Et permettant aux personnes de se positionner sur leur envie, leur volonté d’agir... “Là-dessus, il faut que j’agisse, j’en ai la volonté. Sur cela, par contre, dans ma situation actuelle, c’est trop compliqué...”
En donnant aux participant-e-s des outils d’analyse, des grilles de lecture, des pistes... pour les aider à se projeter, construire des perspectives, cibler leur action dans un registre d’intervention adéquat.
Le dernier jour de la formation, cette puéricultrice par exemple a exprimé de nombreuses pistes d’actions vis-à-vis de son entourage relationnel direct, dont la plus conséquente : partir du postulat que le père et la mère ont la même compétence pour s’occuper du jeune enfant afin de casser le stéréotype qui dit que “La mère est plus compétente que le père” (le fameux instinct maternel) et qui façonne sa réalité de vie actuellement...
Professionnellement : être attentive aux contenus des messages qu’elle transmet aux pères et aux mères et à la manière de les transmettre ; avoir une vigilance dans ses interventions éducatives vis-à-vis des filles et des garçons pour permettre les mêmes activités, les mêmes choix aux unes et aux autres ; Personnellement : laisser une réelle place à son compagnon dans l’éducation de leurs enfants... et par conséquent conquérir une autre place en se permettant de ne pas être une mère parfaite, en s’autorisant d’autres centres d’intérêt que ses enfants et sa maison,
sans culpabiliser...
Ce qui ne l’a pas du tout empêchée de réaffirmer son envie d’une réflexion politique et son intention de la susciter par tous les moyens à sa portée (syndicat, parti politique...) pour une révision du système scolaire, qui fait qu’aujourd’hui le choix des études de puériculture se pose vers 14-15 ans...dans ce moment sensible de construction identitaire qu’est l’adolescence. Quel est le garçon qui osera à 14 ans poser le choix de ce type d’études ? Quel adulte (parent, enseignant-e, responsable PMS...) l’y encouragera pleinement ?

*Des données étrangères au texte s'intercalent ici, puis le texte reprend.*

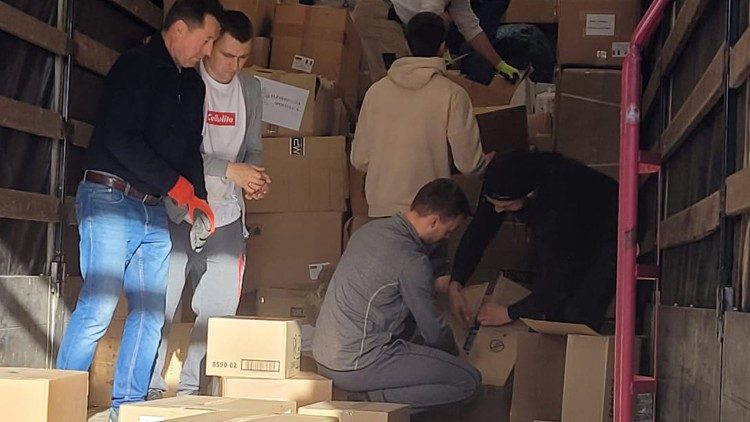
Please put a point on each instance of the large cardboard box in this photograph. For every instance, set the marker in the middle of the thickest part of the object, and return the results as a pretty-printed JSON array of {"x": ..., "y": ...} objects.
[
  {"x": 282, "y": 106},
  {"x": 182, "y": 406},
  {"x": 564, "y": 372},
  {"x": 318, "y": 39},
  {"x": 243, "y": 417},
  {"x": 304, "y": 388},
  {"x": 102, "y": 371},
  {"x": 260, "y": 12},
  {"x": 308, "y": 174},
  {"x": 260, "y": 53},
  {"x": 502, "y": 128},
  {"x": 498, "y": 93},
  {"x": 291, "y": 250},
  {"x": 359, "y": 411},
  {"x": 232, "y": 352},
  {"x": 531, "y": 11},
  {"x": 592, "y": 95},
  {"x": 595, "y": 32},
  {"x": 43, "y": 395}
]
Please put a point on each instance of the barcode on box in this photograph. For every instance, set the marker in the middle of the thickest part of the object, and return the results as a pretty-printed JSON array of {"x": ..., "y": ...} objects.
[{"x": 261, "y": 365}]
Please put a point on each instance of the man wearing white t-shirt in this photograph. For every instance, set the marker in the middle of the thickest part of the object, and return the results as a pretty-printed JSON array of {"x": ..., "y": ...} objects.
[{"x": 232, "y": 157}]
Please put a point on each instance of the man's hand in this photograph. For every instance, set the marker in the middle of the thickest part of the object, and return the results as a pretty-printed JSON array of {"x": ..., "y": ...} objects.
[
  {"x": 183, "y": 194},
  {"x": 508, "y": 72},
  {"x": 458, "y": 305},
  {"x": 442, "y": 283},
  {"x": 493, "y": 314},
  {"x": 247, "y": 176}
]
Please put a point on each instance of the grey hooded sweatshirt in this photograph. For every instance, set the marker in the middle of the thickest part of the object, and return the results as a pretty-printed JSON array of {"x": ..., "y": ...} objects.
[{"x": 384, "y": 275}]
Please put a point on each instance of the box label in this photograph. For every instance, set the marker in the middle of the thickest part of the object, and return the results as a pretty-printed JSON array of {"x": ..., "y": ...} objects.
[
  {"x": 602, "y": 25},
  {"x": 261, "y": 365},
  {"x": 283, "y": 105},
  {"x": 297, "y": 146},
  {"x": 302, "y": 63},
  {"x": 620, "y": 49}
]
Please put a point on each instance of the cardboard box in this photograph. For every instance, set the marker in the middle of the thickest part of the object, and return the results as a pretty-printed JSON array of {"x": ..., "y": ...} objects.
[
  {"x": 498, "y": 93},
  {"x": 182, "y": 406},
  {"x": 541, "y": 131},
  {"x": 102, "y": 372},
  {"x": 43, "y": 395},
  {"x": 593, "y": 95},
  {"x": 493, "y": 351},
  {"x": 304, "y": 388},
  {"x": 564, "y": 372},
  {"x": 230, "y": 353},
  {"x": 260, "y": 12},
  {"x": 282, "y": 303},
  {"x": 502, "y": 128},
  {"x": 291, "y": 250},
  {"x": 595, "y": 32},
  {"x": 243, "y": 417},
  {"x": 357, "y": 197},
  {"x": 319, "y": 40},
  {"x": 359, "y": 411},
  {"x": 531, "y": 11},
  {"x": 309, "y": 174},
  {"x": 317, "y": 112},
  {"x": 260, "y": 52}
]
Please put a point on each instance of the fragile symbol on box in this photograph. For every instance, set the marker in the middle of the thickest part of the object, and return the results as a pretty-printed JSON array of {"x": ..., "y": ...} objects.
[
  {"x": 302, "y": 63},
  {"x": 600, "y": 25},
  {"x": 297, "y": 146},
  {"x": 620, "y": 49}
]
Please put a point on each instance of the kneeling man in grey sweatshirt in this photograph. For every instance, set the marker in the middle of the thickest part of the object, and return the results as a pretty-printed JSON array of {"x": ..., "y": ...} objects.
[{"x": 364, "y": 340}]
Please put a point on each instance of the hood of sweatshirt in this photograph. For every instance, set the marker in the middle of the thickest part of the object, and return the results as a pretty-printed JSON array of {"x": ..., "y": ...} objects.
[{"x": 415, "y": 72}]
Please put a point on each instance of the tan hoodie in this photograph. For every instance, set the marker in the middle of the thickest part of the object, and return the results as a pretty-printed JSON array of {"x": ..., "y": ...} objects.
[{"x": 407, "y": 123}]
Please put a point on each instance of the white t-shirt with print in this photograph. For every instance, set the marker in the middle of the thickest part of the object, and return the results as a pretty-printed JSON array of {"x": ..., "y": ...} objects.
[{"x": 223, "y": 134}]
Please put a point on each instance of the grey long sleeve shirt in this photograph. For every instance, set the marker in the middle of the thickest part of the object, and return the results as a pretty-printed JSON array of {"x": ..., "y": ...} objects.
[{"x": 384, "y": 276}]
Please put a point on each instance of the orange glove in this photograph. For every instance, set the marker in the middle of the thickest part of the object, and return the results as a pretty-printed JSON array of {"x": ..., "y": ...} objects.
[{"x": 183, "y": 194}]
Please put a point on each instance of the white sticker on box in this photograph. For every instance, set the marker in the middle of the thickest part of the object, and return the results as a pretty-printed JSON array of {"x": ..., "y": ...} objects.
[
  {"x": 283, "y": 105},
  {"x": 620, "y": 49},
  {"x": 600, "y": 24},
  {"x": 316, "y": 269},
  {"x": 303, "y": 64}
]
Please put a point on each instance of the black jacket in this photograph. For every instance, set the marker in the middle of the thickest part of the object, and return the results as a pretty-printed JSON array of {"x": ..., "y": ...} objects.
[
  {"x": 149, "y": 128},
  {"x": 572, "y": 219}
]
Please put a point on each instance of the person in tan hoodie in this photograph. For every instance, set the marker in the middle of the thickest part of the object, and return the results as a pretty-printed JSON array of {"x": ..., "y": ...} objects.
[{"x": 412, "y": 121}]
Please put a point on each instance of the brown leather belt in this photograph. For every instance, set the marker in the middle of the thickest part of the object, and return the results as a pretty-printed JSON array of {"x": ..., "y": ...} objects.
[{"x": 122, "y": 186}]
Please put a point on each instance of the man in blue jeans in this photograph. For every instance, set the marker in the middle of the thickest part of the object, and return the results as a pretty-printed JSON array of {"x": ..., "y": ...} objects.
[{"x": 146, "y": 145}]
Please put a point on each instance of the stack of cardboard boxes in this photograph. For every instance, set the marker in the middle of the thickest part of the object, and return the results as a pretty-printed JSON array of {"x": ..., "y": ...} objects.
[
  {"x": 593, "y": 39},
  {"x": 296, "y": 231}
]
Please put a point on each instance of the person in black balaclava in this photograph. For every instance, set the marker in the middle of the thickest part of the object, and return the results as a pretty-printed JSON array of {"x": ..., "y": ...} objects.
[{"x": 571, "y": 211}]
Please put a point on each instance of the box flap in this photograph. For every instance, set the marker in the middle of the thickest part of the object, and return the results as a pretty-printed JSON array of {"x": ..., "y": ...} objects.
[{"x": 558, "y": 328}]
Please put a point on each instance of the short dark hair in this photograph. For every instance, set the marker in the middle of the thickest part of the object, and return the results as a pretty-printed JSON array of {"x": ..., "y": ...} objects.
[
  {"x": 425, "y": 32},
  {"x": 442, "y": 197},
  {"x": 238, "y": 25},
  {"x": 193, "y": 12}
]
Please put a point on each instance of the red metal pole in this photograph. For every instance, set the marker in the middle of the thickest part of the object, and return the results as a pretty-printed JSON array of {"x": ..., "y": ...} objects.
[{"x": 628, "y": 213}]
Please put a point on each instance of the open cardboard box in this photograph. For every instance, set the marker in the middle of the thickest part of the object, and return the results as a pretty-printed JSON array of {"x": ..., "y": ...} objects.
[{"x": 564, "y": 372}]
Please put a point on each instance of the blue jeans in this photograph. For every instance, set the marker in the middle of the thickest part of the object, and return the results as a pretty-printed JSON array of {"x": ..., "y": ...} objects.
[{"x": 124, "y": 245}]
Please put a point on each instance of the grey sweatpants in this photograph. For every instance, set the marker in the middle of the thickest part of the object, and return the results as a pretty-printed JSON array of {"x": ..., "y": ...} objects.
[
  {"x": 216, "y": 276},
  {"x": 408, "y": 373}
]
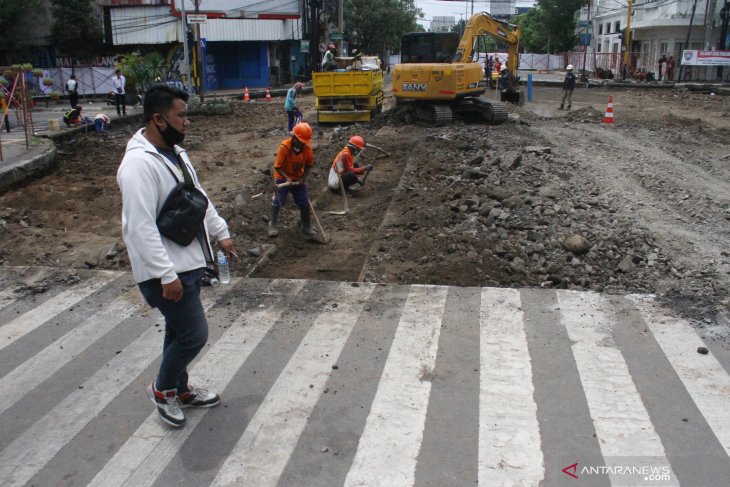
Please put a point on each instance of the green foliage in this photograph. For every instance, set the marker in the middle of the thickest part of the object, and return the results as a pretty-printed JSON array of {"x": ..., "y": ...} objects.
[
  {"x": 533, "y": 32},
  {"x": 377, "y": 26},
  {"x": 75, "y": 31},
  {"x": 143, "y": 71},
  {"x": 559, "y": 23}
]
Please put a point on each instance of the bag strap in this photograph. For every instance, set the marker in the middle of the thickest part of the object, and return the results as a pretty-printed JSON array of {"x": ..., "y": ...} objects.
[{"x": 202, "y": 239}]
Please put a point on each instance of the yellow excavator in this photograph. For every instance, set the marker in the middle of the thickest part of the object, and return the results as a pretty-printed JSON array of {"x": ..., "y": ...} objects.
[{"x": 440, "y": 75}]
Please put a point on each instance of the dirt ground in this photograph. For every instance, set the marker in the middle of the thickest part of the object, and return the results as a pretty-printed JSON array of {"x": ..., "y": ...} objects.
[{"x": 550, "y": 199}]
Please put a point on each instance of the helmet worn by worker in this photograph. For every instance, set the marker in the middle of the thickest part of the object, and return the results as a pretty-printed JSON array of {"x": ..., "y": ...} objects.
[
  {"x": 303, "y": 132},
  {"x": 356, "y": 142}
]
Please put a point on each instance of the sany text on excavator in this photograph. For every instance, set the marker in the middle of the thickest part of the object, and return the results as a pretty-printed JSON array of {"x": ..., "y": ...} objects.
[{"x": 440, "y": 76}]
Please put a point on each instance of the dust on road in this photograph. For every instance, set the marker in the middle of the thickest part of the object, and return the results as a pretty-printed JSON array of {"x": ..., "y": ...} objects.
[{"x": 551, "y": 199}]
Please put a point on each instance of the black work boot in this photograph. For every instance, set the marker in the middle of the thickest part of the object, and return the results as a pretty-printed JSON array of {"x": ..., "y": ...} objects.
[
  {"x": 274, "y": 221},
  {"x": 306, "y": 224}
]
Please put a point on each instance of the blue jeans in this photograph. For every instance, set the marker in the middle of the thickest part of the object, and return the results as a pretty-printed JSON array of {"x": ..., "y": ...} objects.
[{"x": 186, "y": 329}]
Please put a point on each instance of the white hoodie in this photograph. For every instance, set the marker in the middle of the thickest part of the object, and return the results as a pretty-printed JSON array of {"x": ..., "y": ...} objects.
[{"x": 145, "y": 184}]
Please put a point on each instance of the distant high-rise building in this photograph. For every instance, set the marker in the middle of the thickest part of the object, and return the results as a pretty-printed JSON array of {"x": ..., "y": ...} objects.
[
  {"x": 502, "y": 9},
  {"x": 442, "y": 23}
]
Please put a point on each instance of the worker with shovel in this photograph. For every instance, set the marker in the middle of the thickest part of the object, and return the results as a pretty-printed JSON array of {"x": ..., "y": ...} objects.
[
  {"x": 344, "y": 171},
  {"x": 294, "y": 160}
]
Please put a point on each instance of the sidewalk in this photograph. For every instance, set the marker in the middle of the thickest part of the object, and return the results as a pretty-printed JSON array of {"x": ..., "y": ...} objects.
[{"x": 21, "y": 161}]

La formation est un déclencheur...
Nous pourrions citer des exemples issus d’autres milieux éducatifs (école, animation, aide à la jeunesse...). Nos groupes de formation comptent entre 10 et 25 personnes : toutes avec des parcours de vie différents, des réalités privées et professionnelles, des envies, besoins et attentes et des limites différents... que l’équipe doit prendre en compte et gérer. Et c’est cette rencontre qui fait aussi la richesse de cette formation.
Pas toujours avec le même résultat d’ailleurs... Il arrive régulièrement que des personnes rejettent le cadre de formation proposé : elles veulent des définitions, sont venues chercher des réponses, presque des “trucs et astuces pour un monde égalitaire”, des analyses politiques, économiques et culturelles... Elles refusent la déstabilisation et ne veulent pas renoncer à leurs représentations initiales, qui leur conviennent. Parfois, certaines personnes ne reviennent pas à la deuxième partie de la formation, elles prennent la fuite, d’une manière ou d’une autre... Ce qui ne signifie pas que le processus de formation a échoué : peut-être prendra-t-il plus de temps, peut-être le chemin se fera-t-il plus tard dans le parcours de la personne ? Ou pas.
La formation est un déclencheur, tout le travail se fait après... Chaque personne retourne à son quotidien avec un regard critique – le sien ! - posé sur ses attitudes, ses choix ou ses non-choix de vie, ses envies de changements en matière d’égalité des genres. Chacun-e repart avec des constats dont les contenus et la portée lui appartiennent, avec des pistes d’actions dont il-elle fera ce qu’elle-il voudra...ou pourra.
Mais aux CEMEA, nous croyons, nous affirmons que c’est un processus - parce qu’il touche aux représentations les plus ancrées - qui transforme les personnes dans ce qu’elles ont de plus inconscient, de plus intégré et qui peut changer à jamais leur relations quotidiennes et leurs pratiques éducatives... pour une égalité des genres consciente, désirée, vécue et agie... pas (que) décrétée.